30 September 2002
Started working on a new binding for ORBit2 about a week ago. The existing orbit-python port to ORBit2 is a little crufty, and doesn't take advantage of the new features in ORBit2. So far things have looked fairly promising, but I have turned up a number of ORBit2 bugs related to the use of typelibs. Some of them are pretty weird (such as bug 93928 and bug 94513), while others indicate defficiencies in the current typelib implementation itself (bug 93725). I don't know if I will be able to get it to a usable state when compiled with ORBit2 2.4.x, so I might have to wait til GNOME 2.2 before using these in the GNOME Python bindings.

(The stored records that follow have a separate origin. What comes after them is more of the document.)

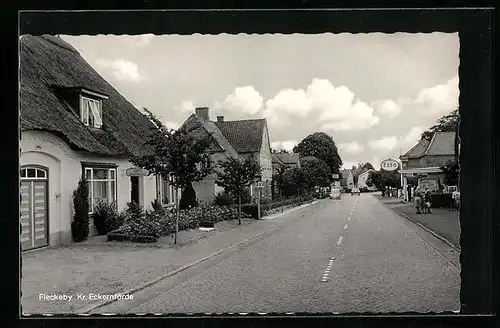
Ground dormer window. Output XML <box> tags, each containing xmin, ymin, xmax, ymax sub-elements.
<box><xmin>80</xmin><ymin>95</ymin><xmax>102</xmax><ymax>128</ymax></box>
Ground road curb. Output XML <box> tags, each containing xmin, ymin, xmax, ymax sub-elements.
<box><xmin>389</xmin><ymin>206</ymin><xmax>461</xmax><ymax>252</ymax></box>
<box><xmin>82</xmin><ymin>202</ymin><xmax>315</xmax><ymax>316</ymax></box>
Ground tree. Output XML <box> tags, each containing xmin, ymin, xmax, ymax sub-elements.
<box><xmin>216</xmin><ymin>157</ymin><xmax>261</xmax><ymax>224</ymax></box>
<box><xmin>440</xmin><ymin>160</ymin><xmax>460</xmax><ymax>186</ymax></box>
<box><xmin>421</xmin><ymin>108</ymin><xmax>460</xmax><ymax>141</ymax></box>
<box><xmin>359</xmin><ymin>162</ymin><xmax>375</xmax><ymax>171</ymax></box>
<box><xmin>273</xmin><ymin>164</ymin><xmax>288</xmax><ymax>201</ymax></box>
<box><xmin>301</xmin><ymin>156</ymin><xmax>331</xmax><ymax>188</ymax></box>
<box><xmin>71</xmin><ymin>178</ymin><xmax>90</xmax><ymax>242</ymax></box>
<box><xmin>293</xmin><ymin>132</ymin><xmax>342</xmax><ymax>174</ymax></box>
<box><xmin>131</xmin><ymin>108</ymin><xmax>212</xmax><ymax>244</ymax></box>
<box><xmin>422</xmin><ymin>108</ymin><xmax>460</xmax><ymax>190</ymax></box>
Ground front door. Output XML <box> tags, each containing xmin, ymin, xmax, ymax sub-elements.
<box><xmin>21</xmin><ymin>167</ymin><xmax>48</xmax><ymax>251</ymax></box>
<box><xmin>130</xmin><ymin>177</ymin><xmax>139</xmax><ymax>204</ymax></box>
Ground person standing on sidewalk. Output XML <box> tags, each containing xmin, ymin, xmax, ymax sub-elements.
<box><xmin>413</xmin><ymin>187</ymin><xmax>423</xmax><ymax>214</ymax></box>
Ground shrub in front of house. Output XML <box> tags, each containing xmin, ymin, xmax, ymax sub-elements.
<box><xmin>71</xmin><ymin>179</ymin><xmax>90</xmax><ymax>242</ymax></box>
<box><xmin>151</xmin><ymin>199</ymin><xmax>165</xmax><ymax>213</ymax></box>
<box><xmin>92</xmin><ymin>201</ymin><xmax>124</xmax><ymax>235</ymax></box>
<box><xmin>431</xmin><ymin>193</ymin><xmax>453</xmax><ymax>208</ymax></box>
<box><xmin>108</xmin><ymin>205</ymin><xmax>246</xmax><ymax>243</ymax></box>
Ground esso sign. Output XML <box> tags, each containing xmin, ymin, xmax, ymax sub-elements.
<box><xmin>380</xmin><ymin>159</ymin><xmax>399</xmax><ymax>171</ymax></box>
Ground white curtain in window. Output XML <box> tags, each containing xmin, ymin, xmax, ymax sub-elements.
<box><xmin>82</xmin><ymin>99</ymin><xmax>89</xmax><ymax>125</ymax></box>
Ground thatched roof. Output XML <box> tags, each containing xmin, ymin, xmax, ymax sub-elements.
<box><xmin>425</xmin><ymin>132</ymin><xmax>455</xmax><ymax>155</ymax></box>
<box><xmin>20</xmin><ymin>35</ymin><xmax>153</xmax><ymax>157</ymax></box>
<box><xmin>400</xmin><ymin>132</ymin><xmax>455</xmax><ymax>160</ymax></box>
<box><xmin>180</xmin><ymin>114</ymin><xmax>240</xmax><ymax>158</ymax></box>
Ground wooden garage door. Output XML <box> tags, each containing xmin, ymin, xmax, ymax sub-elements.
<box><xmin>21</xmin><ymin>167</ymin><xmax>48</xmax><ymax>250</ymax></box>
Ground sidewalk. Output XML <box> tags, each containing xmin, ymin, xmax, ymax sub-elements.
<box><xmin>21</xmin><ymin>200</ymin><xmax>316</xmax><ymax>314</ymax></box>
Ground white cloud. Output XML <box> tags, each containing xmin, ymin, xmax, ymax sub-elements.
<box><xmin>415</xmin><ymin>76</ymin><xmax>460</xmax><ymax>114</ymax></box>
<box><xmin>219</xmin><ymin>78</ymin><xmax>380</xmax><ymax>131</ymax></box>
<box><xmin>96</xmin><ymin>59</ymin><xmax>145</xmax><ymax>82</ymax></box>
<box><xmin>271</xmin><ymin>140</ymin><xmax>298</xmax><ymax>151</ymax></box>
<box><xmin>339</xmin><ymin>141</ymin><xmax>365</xmax><ymax>155</ymax></box>
<box><xmin>163</xmin><ymin>121</ymin><xmax>179</xmax><ymax>130</ymax></box>
<box><xmin>368</xmin><ymin>136</ymin><xmax>399</xmax><ymax>150</ymax></box>
<box><xmin>220</xmin><ymin>85</ymin><xmax>264</xmax><ymax>115</ymax></box>
<box><xmin>375</xmin><ymin>100</ymin><xmax>402</xmax><ymax>118</ymax></box>
<box><xmin>266</xmin><ymin>89</ymin><xmax>311</xmax><ymax>117</ymax></box>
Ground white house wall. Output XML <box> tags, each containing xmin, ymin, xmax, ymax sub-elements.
<box><xmin>20</xmin><ymin>131</ymin><xmax>156</xmax><ymax>246</ymax></box>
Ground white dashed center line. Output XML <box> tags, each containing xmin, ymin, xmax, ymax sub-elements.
<box><xmin>321</xmin><ymin>256</ymin><xmax>334</xmax><ymax>282</ymax></box>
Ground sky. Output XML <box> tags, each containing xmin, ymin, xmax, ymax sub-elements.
<box><xmin>62</xmin><ymin>33</ymin><xmax>459</xmax><ymax>169</ymax></box>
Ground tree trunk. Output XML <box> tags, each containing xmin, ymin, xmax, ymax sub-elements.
<box><xmin>238</xmin><ymin>193</ymin><xmax>241</xmax><ymax>224</ymax></box>
<box><xmin>280</xmin><ymin>188</ymin><xmax>283</xmax><ymax>213</ymax></box>
<box><xmin>174</xmin><ymin>188</ymin><xmax>181</xmax><ymax>245</ymax></box>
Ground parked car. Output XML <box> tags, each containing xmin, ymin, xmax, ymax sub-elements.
<box><xmin>330</xmin><ymin>189</ymin><xmax>342</xmax><ymax>199</ymax></box>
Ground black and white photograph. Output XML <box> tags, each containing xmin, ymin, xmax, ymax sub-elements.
<box><xmin>19</xmin><ymin>26</ymin><xmax>461</xmax><ymax>315</ymax></box>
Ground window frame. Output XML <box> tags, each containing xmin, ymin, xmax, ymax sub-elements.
<box><xmin>82</xmin><ymin>163</ymin><xmax>118</xmax><ymax>214</ymax></box>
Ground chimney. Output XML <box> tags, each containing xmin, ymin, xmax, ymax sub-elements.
<box><xmin>195</xmin><ymin>107</ymin><xmax>210</xmax><ymax>121</ymax></box>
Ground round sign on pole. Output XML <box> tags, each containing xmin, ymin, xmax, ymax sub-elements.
<box><xmin>380</xmin><ymin>158</ymin><xmax>399</xmax><ymax>171</ymax></box>
<box><xmin>125</xmin><ymin>167</ymin><xmax>149</xmax><ymax>177</ymax></box>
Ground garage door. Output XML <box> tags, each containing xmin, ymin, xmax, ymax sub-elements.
<box><xmin>21</xmin><ymin>167</ymin><xmax>48</xmax><ymax>250</ymax></box>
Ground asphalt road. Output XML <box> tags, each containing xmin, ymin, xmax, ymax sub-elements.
<box><xmin>93</xmin><ymin>194</ymin><xmax>460</xmax><ymax>313</ymax></box>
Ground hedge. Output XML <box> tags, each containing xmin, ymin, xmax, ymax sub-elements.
<box><xmin>431</xmin><ymin>193</ymin><xmax>453</xmax><ymax>208</ymax></box>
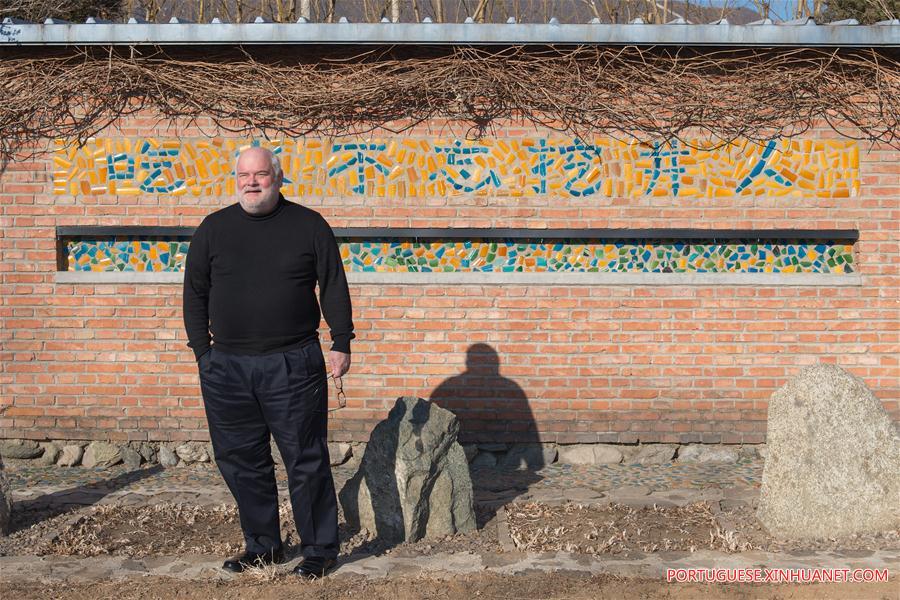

Other than the bugs, I have a mostly working client side binding that
generates stubs at runtime from typelibs, and have a little code for the
server side. I am looking at doing a custom object adaptor at the
moment, rather than getting it to work with the POA (it won't prevent
using POA in the future). The API would probably be as simple as
"objref = create_servant(repo_id, instance)
", which would create and
activate a new servant that delegated all method calls to instance
(which could be of any class -- the only constraint being that it
implement the required methods), and returned an object reference. This
should be enough for most cases.
Weird Bug Reports
Some people send in very weird bug reports. This morning, I received bug 94576 which seems to have nothing to do with the package it was filed against, has a stack trace from some weird custom app (I guess), and talks about Anna Kournikova a bit. I don't know why people send in bug reports that are obviously useless -- it is a waste of their time and mine.